Docteur en physique, Aymeric Lamorlette (Université Aix-Marseille) explore les mécanismes de propagation du feu en milieu végétal. Avec la Fondation MAIF, il apporte son expertise au projet Jardins résilients, en coopération avec l’entreprise Efectis. « Le feu de forêt a besoin de relais pour avancer jusqu’au bâti, il se transmet par les herbes, les buissons, les arbustes, les massifs. On peut ralentir un incendie en choisissant une végétation d’ornement plus résistante » explique-t-il. « Débroussailler ne signifie pas tout mettre à nu, il faut conserver les fonctions écologiques du jardin en termes d'évapotranspiration et de maintien de l’humidité. Le but c’est plutôt de conscientiser les gens sur les risques liés à tel ou tel type de végétation, à les sensibiliser aux vertus de l’arrosage et d’inculquer des notions de distance de sécurité entre la forêt, les végétaux d’ornement et le bâti ». Les travaux de ce groupe permettront d’actualiser les guides, tel Le Jardin Exemplaire (Inrae 2020), qui contient de nombreux conseils à destination des particuliers. Par exemple, le paillage est préconisé dans de nombreux ouvrages pour garder l’humidité du sol et limiter les arrosages. Mais certains mulchs inflammables, à base d’écorce ou de bois séché, ne sont pas recommandés en zone à risque.

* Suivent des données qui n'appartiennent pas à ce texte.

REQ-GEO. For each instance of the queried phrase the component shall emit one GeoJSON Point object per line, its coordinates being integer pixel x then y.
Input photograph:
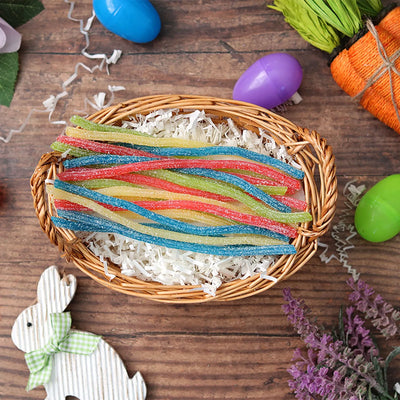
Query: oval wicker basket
{"type": "Point", "coordinates": [309, 149]}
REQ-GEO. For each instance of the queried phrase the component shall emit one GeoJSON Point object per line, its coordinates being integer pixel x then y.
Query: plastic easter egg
{"type": "Point", "coordinates": [377, 216]}
{"type": "Point", "coordinates": [135, 20]}
{"type": "Point", "coordinates": [270, 81]}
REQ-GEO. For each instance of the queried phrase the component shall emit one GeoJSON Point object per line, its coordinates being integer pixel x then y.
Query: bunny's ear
{"type": "Point", "coordinates": [53, 292]}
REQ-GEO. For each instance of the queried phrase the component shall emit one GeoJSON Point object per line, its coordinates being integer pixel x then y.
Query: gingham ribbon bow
{"type": "Point", "coordinates": [40, 361]}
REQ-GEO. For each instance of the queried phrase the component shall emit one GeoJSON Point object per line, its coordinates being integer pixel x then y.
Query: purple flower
{"type": "Point", "coordinates": [357, 336]}
{"type": "Point", "coordinates": [383, 315]}
{"type": "Point", "coordinates": [332, 369]}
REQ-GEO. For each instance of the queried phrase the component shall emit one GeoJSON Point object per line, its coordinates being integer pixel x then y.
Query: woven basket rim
{"type": "Point", "coordinates": [309, 149]}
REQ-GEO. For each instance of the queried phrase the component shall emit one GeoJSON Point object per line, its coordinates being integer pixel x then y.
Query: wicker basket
{"type": "Point", "coordinates": [309, 149]}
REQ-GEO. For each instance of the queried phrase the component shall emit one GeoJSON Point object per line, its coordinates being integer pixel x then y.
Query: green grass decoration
{"type": "Point", "coordinates": [323, 23]}
{"type": "Point", "coordinates": [310, 27]}
{"type": "Point", "coordinates": [370, 8]}
{"type": "Point", "coordinates": [344, 16]}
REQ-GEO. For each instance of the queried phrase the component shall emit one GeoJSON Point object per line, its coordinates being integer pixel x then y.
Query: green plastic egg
{"type": "Point", "coordinates": [377, 216]}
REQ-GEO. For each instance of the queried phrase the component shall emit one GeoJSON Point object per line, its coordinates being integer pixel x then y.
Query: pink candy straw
{"type": "Point", "coordinates": [75, 174]}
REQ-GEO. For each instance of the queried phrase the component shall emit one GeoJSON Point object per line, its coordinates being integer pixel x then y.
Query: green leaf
{"type": "Point", "coordinates": [342, 15]}
{"type": "Point", "coordinates": [8, 76]}
{"type": "Point", "coordinates": [370, 8]}
{"type": "Point", "coordinates": [18, 12]}
{"type": "Point", "coordinates": [309, 26]}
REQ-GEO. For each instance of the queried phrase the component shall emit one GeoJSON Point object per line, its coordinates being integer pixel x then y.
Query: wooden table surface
{"type": "Point", "coordinates": [234, 350]}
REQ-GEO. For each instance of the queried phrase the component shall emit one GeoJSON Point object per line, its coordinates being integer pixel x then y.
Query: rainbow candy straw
{"type": "Point", "coordinates": [131, 164]}
{"type": "Point", "coordinates": [168, 222]}
{"type": "Point", "coordinates": [224, 150]}
{"type": "Point", "coordinates": [81, 221]}
{"type": "Point", "coordinates": [65, 205]}
{"type": "Point", "coordinates": [167, 234]}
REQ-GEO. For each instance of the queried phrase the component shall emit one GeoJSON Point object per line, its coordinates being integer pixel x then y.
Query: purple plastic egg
{"type": "Point", "coordinates": [270, 81]}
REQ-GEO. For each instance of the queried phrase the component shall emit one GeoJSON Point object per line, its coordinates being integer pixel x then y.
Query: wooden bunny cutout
{"type": "Point", "coordinates": [100, 375]}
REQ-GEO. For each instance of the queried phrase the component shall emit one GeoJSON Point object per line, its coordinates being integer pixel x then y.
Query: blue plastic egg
{"type": "Point", "coordinates": [270, 81]}
{"type": "Point", "coordinates": [135, 20]}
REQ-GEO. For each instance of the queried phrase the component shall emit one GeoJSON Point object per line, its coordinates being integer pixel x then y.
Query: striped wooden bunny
{"type": "Point", "coordinates": [69, 362]}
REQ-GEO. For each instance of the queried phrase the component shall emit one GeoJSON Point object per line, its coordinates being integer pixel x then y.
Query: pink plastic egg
{"type": "Point", "coordinates": [270, 81]}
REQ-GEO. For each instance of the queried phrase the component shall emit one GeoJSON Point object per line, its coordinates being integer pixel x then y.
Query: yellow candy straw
{"type": "Point", "coordinates": [132, 138]}
{"type": "Point", "coordinates": [182, 215]}
{"type": "Point", "coordinates": [257, 240]}
{"type": "Point", "coordinates": [128, 193]}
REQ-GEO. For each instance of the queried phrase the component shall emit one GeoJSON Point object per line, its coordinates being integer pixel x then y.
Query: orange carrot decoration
{"type": "Point", "coordinates": [368, 67]}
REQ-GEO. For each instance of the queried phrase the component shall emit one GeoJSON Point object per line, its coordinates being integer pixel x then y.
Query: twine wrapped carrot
{"type": "Point", "coordinates": [367, 66]}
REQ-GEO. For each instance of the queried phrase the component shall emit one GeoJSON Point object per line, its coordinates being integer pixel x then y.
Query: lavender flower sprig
{"type": "Point", "coordinates": [383, 315]}
{"type": "Point", "coordinates": [347, 367]}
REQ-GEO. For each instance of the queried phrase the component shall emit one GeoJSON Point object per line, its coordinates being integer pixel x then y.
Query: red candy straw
{"type": "Point", "coordinates": [221, 212]}
{"type": "Point", "coordinates": [104, 148]}
{"type": "Point", "coordinates": [70, 206]}
{"type": "Point", "coordinates": [75, 174]}
{"type": "Point", "coordinates": [169, 186]}
{"type": "Point", "coordinates": [291, 202]}
{"type": "Point", "coordinates": [262, 181]}
{"type": "Point", "coordinates": [196, 206]}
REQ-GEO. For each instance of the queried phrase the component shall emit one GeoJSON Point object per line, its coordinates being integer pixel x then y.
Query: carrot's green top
{"type": "Point", "coordinates": [323, 23]}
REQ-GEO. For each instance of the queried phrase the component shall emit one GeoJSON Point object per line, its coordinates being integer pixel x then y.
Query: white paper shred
{"type": "Point", "coordinates": [344, 231]}
{"type": "Point", "coordinates": [177, 267]}
{"type": "Point", "coordinates": [51, 102]}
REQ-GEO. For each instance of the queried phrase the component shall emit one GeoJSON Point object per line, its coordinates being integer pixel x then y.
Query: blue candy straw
{"type": "Point", "coordinates": [89, 223]}
{"type": "Point", "coordinates": [223, 150]}
{"type": "Point", "coordinates": [219, 175]}
{"type": "Point", "coordinates": [240, 182]}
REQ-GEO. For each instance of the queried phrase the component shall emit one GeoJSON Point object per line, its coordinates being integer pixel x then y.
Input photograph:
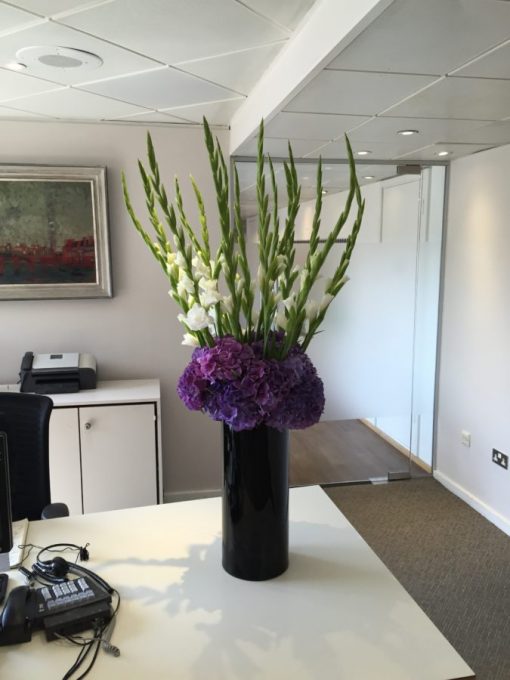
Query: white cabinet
{"type": "Point", "coordinates": [105, 447]}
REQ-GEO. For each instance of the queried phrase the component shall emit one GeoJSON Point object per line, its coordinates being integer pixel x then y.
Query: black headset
{"type": "Point", "coordinates": [57, 569]}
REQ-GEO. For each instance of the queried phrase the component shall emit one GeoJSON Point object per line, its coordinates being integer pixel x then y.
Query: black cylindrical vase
{"type": "Point", "coordinates": [255, 502]}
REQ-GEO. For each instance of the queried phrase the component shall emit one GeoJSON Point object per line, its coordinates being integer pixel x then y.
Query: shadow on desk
{"type": "Point", "coordinates": [324, 604]}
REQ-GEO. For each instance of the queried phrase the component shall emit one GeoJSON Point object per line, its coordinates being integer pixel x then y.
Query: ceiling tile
{"type": "Point", "coordinates": [278, 147]}
{"type": "Point", "coordinates": [311, 125]}
{"type": "Point", "coordinates": [12, 19]}
{"type": "Point", "coordinates": [71, 104]}
{"type": "Point", "coordinates": [430, 130]}
{"type": "Point", "coordinates": [496, 64]}
{"type": "Point", "coordinates": [476, 98]}
{"type": "Point", "coordinates": [362, 94]}
{"type": "Point", "coordinates": [116, 61]}
{"type": "Point", "coordinates": [15, 85]}
{"type": "Point", "coordinates": [287, 13]}
{"type": "Point", "coordinates": [430, 153]}
{"type": "Point", "coordinates": [217, 113]}
{"type": "Point", "coordinates": [413, 36]}
{"type": "Point", "coordinates": [163, 88]}
{"type": "Point", "coordinates": [49, 8]}
{"type": "Point", "coordinates": [491, 133]}
{"type": "Point", "coordinates": [380, 150]}
{"type": "Point", "coordinates": [238, 71]}
{"type": "Point", "coordinates": [16, 114]}
{"type": "Point", "coordinates": [178, 31]}
{"type": "Point", "coordinates": [151, 117]}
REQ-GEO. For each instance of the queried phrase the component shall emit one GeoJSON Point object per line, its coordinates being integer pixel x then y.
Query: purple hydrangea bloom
{"type": "Point", "coordinates": [233, 383]}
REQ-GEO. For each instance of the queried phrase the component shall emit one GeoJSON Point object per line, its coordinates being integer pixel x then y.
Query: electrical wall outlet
{"type": "Point", "coordinates": [500, 458]}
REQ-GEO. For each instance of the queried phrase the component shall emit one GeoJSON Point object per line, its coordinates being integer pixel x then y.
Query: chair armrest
{"type": "Point", "coordinates": [55, 510]}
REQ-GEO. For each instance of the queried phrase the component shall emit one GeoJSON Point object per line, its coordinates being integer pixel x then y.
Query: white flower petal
{"type": "Point", "coordinates": [190, 340]}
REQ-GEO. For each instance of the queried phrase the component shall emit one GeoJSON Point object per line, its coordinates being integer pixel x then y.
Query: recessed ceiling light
{"type": "Point", "coordinates": [53, 56]}
{"type": "Point", "coordinates": [16, 66]}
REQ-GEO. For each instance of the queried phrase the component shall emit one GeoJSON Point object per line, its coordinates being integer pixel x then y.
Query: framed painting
{"type": "Point", "coordinates": [53, 233]}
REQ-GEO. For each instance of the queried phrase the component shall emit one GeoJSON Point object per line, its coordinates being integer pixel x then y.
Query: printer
{"type": "Point", "coordinates": [57, 373]}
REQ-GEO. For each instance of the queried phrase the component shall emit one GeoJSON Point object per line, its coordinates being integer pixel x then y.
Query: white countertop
{"type": "Point", "coordinates": [336, 614]}
{"type": "Point", "coordinates": [106, 392]}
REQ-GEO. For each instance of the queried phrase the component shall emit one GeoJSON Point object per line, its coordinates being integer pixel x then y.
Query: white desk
{"type": "Point", "coordinates": [337, 613]}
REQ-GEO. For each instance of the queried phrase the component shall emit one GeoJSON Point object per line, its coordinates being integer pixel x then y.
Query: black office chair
{"type": "Point", "coordinates": [25, 419]}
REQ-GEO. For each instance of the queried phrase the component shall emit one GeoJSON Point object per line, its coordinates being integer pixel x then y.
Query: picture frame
{"type": "Point", "coordinates": [54, 240]}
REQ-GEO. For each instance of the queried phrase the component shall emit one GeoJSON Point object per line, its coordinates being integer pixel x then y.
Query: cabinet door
{"type": "Point", "coordinates": [118, 448]}
{"type": "Point", "coordinates": [65, 473]}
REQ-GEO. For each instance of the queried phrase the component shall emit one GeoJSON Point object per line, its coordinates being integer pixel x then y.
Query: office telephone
{"type": "Point", "coordinates": [60, 609]}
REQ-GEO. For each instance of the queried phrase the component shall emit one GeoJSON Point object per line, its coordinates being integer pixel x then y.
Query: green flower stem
{"type": "Point", "coordinates": [278, 275]}
{"type": "Point", "coordinates": [220, 177]}
{"type": "Point", "coordinates": [247, 297]}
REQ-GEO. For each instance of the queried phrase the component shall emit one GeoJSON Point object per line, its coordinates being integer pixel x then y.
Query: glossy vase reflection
{"type": "Point", "coordinates": [255, 503]}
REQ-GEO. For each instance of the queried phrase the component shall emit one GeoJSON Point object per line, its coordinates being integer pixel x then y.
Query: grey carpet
{"type": "Point", "coordinates": [453, 562]}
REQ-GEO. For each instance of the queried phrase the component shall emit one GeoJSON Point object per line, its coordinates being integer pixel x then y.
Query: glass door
{"type": "Point", "coordinates": [376, 352]}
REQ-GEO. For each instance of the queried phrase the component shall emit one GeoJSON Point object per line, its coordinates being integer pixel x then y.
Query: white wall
{"type": "Point", "coordinates": [135, 334]}
{"type": "Point", "coordinates": [474, 384]}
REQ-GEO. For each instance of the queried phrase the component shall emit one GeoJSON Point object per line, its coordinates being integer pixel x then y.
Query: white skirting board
{"type": "Point", "coordinates": [489, 513]}
{"type": "Point", "coordinates": [175, 496]}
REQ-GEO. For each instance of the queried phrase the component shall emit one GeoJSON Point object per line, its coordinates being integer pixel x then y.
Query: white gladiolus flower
{"type": "Point", "coordinates": [185, 280]}
{"type": "Point", "coordinates": [196, 319]}
{"type": "Point", "coordinates": [179, 260]}
{"type": "Point", "coordinates": [288, 302]}
{"type": "Point", "coordinates": [208, 284]}
{"type": "Point", "coordinates": [311, 309]}
{"type": "Point", "coordinates": [226, 303]}
{"type": "Point", "coordinates": [326, 301]}
{"type": "Point", "coordinates": [200, 267]}
{"type": "Point", "coordinates": [190, 340]}
{"type": "Point", "coordinates": [210, 297]}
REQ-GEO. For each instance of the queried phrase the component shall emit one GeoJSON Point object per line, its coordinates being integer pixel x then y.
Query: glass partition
{"type": "Point", "coordinates": [376, 352]}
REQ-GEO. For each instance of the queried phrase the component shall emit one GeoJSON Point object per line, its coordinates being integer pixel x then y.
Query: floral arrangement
{"type": "Point", "coordinates": [250, 334]}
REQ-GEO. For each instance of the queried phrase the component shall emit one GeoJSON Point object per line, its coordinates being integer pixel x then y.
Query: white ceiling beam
{"type": "Point", "coordinates": [330, 26]}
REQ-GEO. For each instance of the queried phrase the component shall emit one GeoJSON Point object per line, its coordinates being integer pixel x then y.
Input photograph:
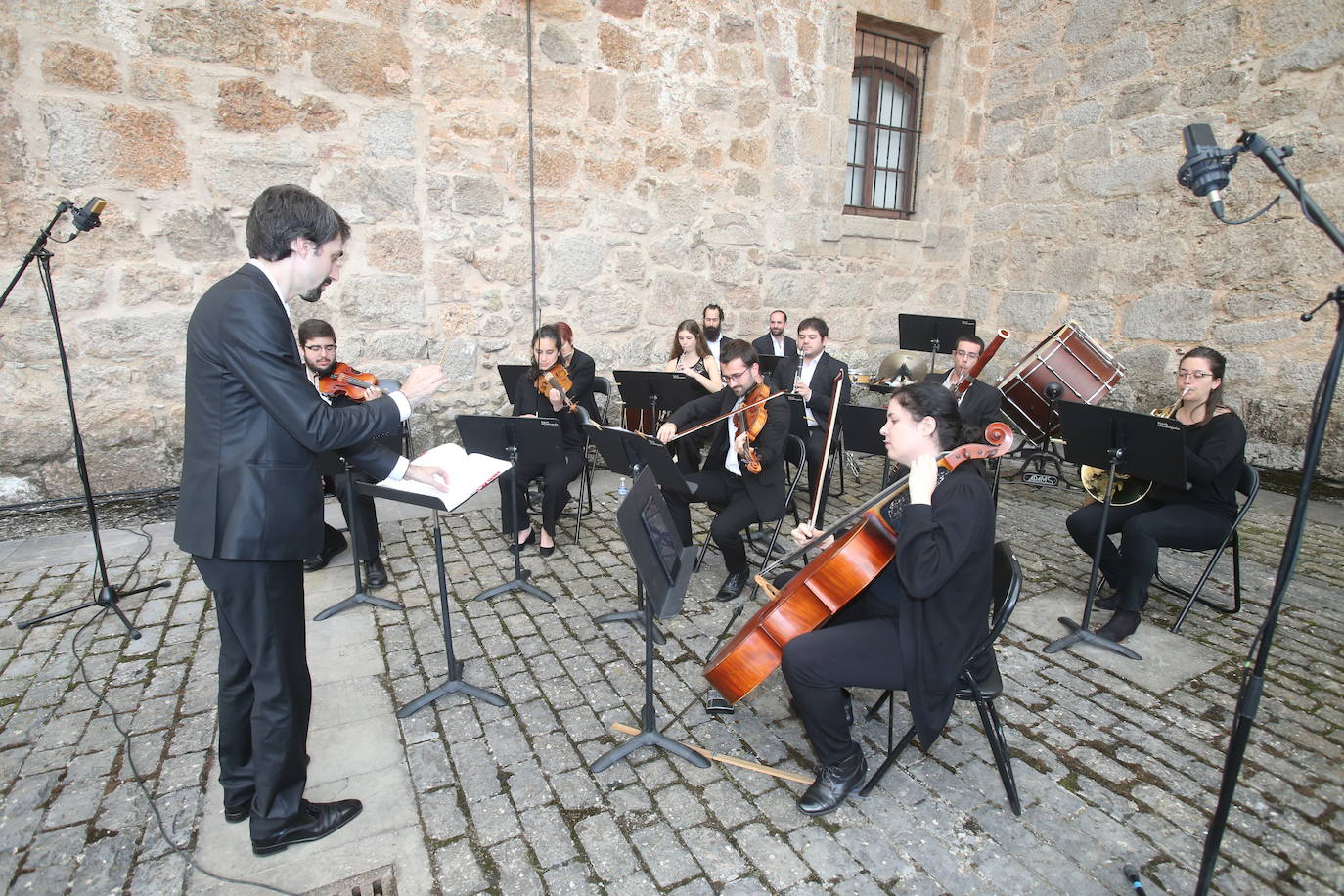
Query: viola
{"type": "Point", "coordinates": [833, 578]}
{"type": "Point", "coordinates": [557, 378]}
{"type": "Point", "coordinates": [343, 379]}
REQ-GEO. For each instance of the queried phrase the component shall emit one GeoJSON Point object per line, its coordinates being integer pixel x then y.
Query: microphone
{"type": "Point", "coordinates": [1204, 169]}
{"type": "Point", "coordinates": [86, 218]}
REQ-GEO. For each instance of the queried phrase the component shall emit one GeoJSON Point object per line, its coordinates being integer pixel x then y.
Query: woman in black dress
{"type": "Point", "coordinates": [1195, 518]}
{"type": "Point", "coordinates": [558, 471]}
{"type": "Point", "coordinates": [917, 622]}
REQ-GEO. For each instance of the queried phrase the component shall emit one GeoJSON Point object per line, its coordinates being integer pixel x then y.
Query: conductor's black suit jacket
{"type": "Point", "coordinates": [250, 489]}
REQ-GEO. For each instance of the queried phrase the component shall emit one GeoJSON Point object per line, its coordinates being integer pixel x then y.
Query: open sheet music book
{"type": "Point", "coordinates": [467, 474]}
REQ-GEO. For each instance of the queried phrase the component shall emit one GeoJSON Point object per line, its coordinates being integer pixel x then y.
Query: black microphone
{"type": "Point", "coordinates": [86, 218]}
{"type": "Point", "coordinates": [1204, 169]}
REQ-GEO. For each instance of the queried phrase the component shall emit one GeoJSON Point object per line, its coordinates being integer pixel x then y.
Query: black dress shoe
{"type": "Point", "coordinates": [330, 550]}
{"type": "Point", "coordinates": [833, 784]}
{"type": "Point", "coordinates": [376, 576]}
{"type": "Point", "coordinates": [732, 587]}
{"type": "Point", "coordinates": [313, 823]}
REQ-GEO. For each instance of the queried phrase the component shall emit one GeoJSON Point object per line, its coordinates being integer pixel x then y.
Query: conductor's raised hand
{"type": "Point", "coordinates": [431, 475]}
{"type": "Point", "coordinates": [424, 381]}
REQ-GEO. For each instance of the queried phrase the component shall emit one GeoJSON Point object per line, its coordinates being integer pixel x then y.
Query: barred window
{"type": "Point", "coordinates": [886, 105]}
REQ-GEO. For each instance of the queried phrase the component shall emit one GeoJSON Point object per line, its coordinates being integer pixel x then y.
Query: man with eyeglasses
{"type": "Point", "coordinates": [743, 497]}
{"type": "Point", "coordinates": [376, 460]}
{"type": "Point", "coordinates": [978, 405]}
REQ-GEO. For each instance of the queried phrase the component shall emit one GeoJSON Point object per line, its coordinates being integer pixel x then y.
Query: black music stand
{"type": "Point", "coordinates": [663, 569]}
{"type": "Point", "coordinates": [1139, 445]}
{"type": "Point", "coordinates": [620, 449]}
{"type": "Point", "coordinates": [347, 469]}
{"type": "Point", "coordinates": [931, 334]}
{"type": "Point", "coordinates": [510, 375]}
{"type": "Point", "coordinates": [455, 683]}
{"type": "Point", "coordinates": [513, 438]}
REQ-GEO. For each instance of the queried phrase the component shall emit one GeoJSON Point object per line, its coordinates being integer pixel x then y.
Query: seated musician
{"type": "Point", "coordinates": [581, 370]}
{"type": "Point", "coordinates": [376, 461]}
{"type": "Point", "coordinates": [915, 625]}
{"type": "Point", "coordinates": [746, 497]}
{"type": "Point", "coordinates": [557, 471]}
{"type": "Point", "coordinates": [813, 378]}
{"type": "Point", "coordinates": [1193, 518]}
{"type": "Point", "coordinates": [980, 402]}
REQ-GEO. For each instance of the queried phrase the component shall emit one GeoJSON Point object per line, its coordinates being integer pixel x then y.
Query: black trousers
{"type": "Point", "coordinates": [556, 490]}
{"type": "Point", "coordinates": [1143, 525]}
{"type": "Point", "coordinates": [856, 649]}
{"type": "Point", "coordinates": [265, 692]}
{"type": "Point", "coordinates": [365, 525]}
{"type": "Point", "coordinates": [721, 489]}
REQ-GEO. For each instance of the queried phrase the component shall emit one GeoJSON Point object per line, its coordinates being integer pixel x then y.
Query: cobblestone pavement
{"type": "Point", "coordinates": [1116, 762]}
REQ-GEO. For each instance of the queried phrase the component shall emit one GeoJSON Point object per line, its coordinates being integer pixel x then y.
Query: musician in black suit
{"type": "Point", "coordinates": [250, 504]}
{"type": "Point", "coordinates": [813, 379]}
{"type": "Point", "coordinates": [777, 341]}
{"type": "Point", "coordinates": [746, 497]}
{"type": "Point", "coordinates": [980, 403]}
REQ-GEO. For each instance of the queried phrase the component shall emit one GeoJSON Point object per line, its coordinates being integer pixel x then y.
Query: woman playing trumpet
{"type": "Point", "coordinates": [1193, 518]}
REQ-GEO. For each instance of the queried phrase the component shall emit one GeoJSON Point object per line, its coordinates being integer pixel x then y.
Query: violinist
{"type": "Point", "coordinates": [812, 375]}
{"type": "Point", "coordinates": [726, 479]}
{"type": "Point", "coordinates": [915, 625]}
{"type": "Point", "coordinates": [1195, 518]}
{"type": "Point", "coordinates": [317, 341]}
{"type": "Point", "coordinates": [581, 370]}
{"type": "Point", "coordinates": [538, 395]}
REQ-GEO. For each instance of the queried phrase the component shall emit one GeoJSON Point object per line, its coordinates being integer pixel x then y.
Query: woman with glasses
{"type": "Point", "coordinates": [1192, 518]}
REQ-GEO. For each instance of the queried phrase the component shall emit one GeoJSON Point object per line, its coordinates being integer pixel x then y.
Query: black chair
{"type": "Point", "coordinates": [1249, 486]}
{"type": "Point", "coordinates": [1007, 589]}
{"type": "Point", "coordinates": [796, 456]}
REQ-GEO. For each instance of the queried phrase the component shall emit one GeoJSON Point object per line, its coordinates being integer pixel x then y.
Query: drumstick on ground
{"type": "Point", "coordinates": [728, 760]}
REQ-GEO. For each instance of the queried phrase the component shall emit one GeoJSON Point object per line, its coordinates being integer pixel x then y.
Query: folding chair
{"type": "Point", "coordinates": [1247, 486]}
{"type": "Point", "coordinates": [1007, 589]}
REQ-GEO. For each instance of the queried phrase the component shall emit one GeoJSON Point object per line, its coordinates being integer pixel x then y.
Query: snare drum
{"type": "Point", "coordinates": [1067, 356]}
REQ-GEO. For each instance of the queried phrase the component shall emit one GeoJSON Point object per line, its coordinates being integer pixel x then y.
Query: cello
{"type": "Point", "coordinates": [833, 578]}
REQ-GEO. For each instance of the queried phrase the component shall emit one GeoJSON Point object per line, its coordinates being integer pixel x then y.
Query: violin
{"type": "Point", "coordinates": [343, 379]}
{"type": "Point", "coordinates": [750, 420]}
{"type": "Point", "coordinates": [557, 378]}
{"type": "Point", "coordinates": [833, 578]}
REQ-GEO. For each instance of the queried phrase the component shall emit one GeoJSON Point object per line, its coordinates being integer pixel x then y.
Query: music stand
{"type": "Point", "coordinates": [513, 438]}
{"type": "Point", "coordinates": [331, 464]}
{"type": "Point", "coordinates": [510, 375]}
{"type": "Point", "coordinates": [931, 334]}
{"type": "Point", "coordinates": [1139, 445]}
{"type": "Point", "coordinates": [663, 569]}
{"type": "Point", "coordinates": [620, 449]}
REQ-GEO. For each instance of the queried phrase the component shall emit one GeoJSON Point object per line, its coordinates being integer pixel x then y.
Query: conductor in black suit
{"type": "Point", "coordinates": [980, 403]}
{"type": "Point", "coordinates": [776, 341]}
{"type": "Point", "coordinates": [250, 507]}
{"type": "Point", "coordinates": [815, 381]}
{"type": "Point", "coordinates": [746, 497]}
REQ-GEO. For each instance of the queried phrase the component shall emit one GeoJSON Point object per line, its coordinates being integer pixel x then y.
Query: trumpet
{"type": "Point", "coordinates": [1125, 489]}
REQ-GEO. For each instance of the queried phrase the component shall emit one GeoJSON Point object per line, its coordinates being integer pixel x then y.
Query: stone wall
{"type": "Point", "coordinates": [686, 152]}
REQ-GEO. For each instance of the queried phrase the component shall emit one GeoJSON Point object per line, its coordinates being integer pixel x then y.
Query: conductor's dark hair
{"type": "Point", "coordinates": [739, 349]}
{"type": "Point", "coordinates": [933, 399]}
{"type": "Point", "coordinates": [315, 328]}
{"type": "Point", "coordinates": [287, 212]}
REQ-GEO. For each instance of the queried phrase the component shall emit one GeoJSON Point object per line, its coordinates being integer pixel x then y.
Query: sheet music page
{"type": "Point", "coordinates": [467, 474]}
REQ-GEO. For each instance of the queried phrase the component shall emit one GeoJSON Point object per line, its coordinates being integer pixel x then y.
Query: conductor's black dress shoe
{"type": "Point", "coordinates": [312, 823]}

Depuis 2023, la Fondation MAIF soutient un projet de recherche sociologique dans le Parc naturel des Préalpes d'Azur. Il s’agit de comprendre pourquoi les traditions de brûlis volontaire et dirigé sont de moins en moins acceptées en France, alors même qu’elles constituent un moyen de prévention efficace contre les grands feux estivaux.
© Fondation MAIF
« Le risque de feu de forêt ne fait qu’empirer, il n’y a aucun doute à avoir là-dessus. Il faudra attendre au moins 40 ans avant que ça se calme, à condition de sortir de la consommation d'énergie fossile » avertit Aymeric Lamorlette, en écho au consensus scientifique international sur le réchauffement climatique. Quelle attitude adopter face à cette perspective peu réjouissante ? Dans un long article paru en juillet 2026, Sara Mac Allister, experte mondiale en feux de forêt, rappelle que, depuis des millions d’années, les feux naturels font partie du fonctionnement normal de la plupart des écosystèmes terrestres. Nos sociétés actuelles sont pourtant caractérisées par leur aversion au feu. C’est ainsi que naît le paradoxe : à force de vouloir que rien ne brûle, nous (humains) favorisons l’accumulation de combustible. Les forêts deviennent plus denses, les méga-feux deviennent plus probables. Pour Sara Mac Allister, « le véritable problème n'est pas la forêt qui brûle. Aux États-Unis, certaines estimations suggèrent que plus de 80 millions d'hectares brûlaient chaque année avant la colonisation européenne, contre seulement 1 à 4 millions d'hectares actuellement ». Elle nous suggère plutôt d’accepter que le feu fasse partie des écosystèmes, de rendre les habitations plus résistantes et de réintroduire les « bons feux » quand cela est possible.
Depuis juin 2022, MAIF achète des forêts en France et en Europe. Il s’agit de placements de long terme, axés sur la volonté de préserver un patrimoine naturel et de l’adapter au changement climatique.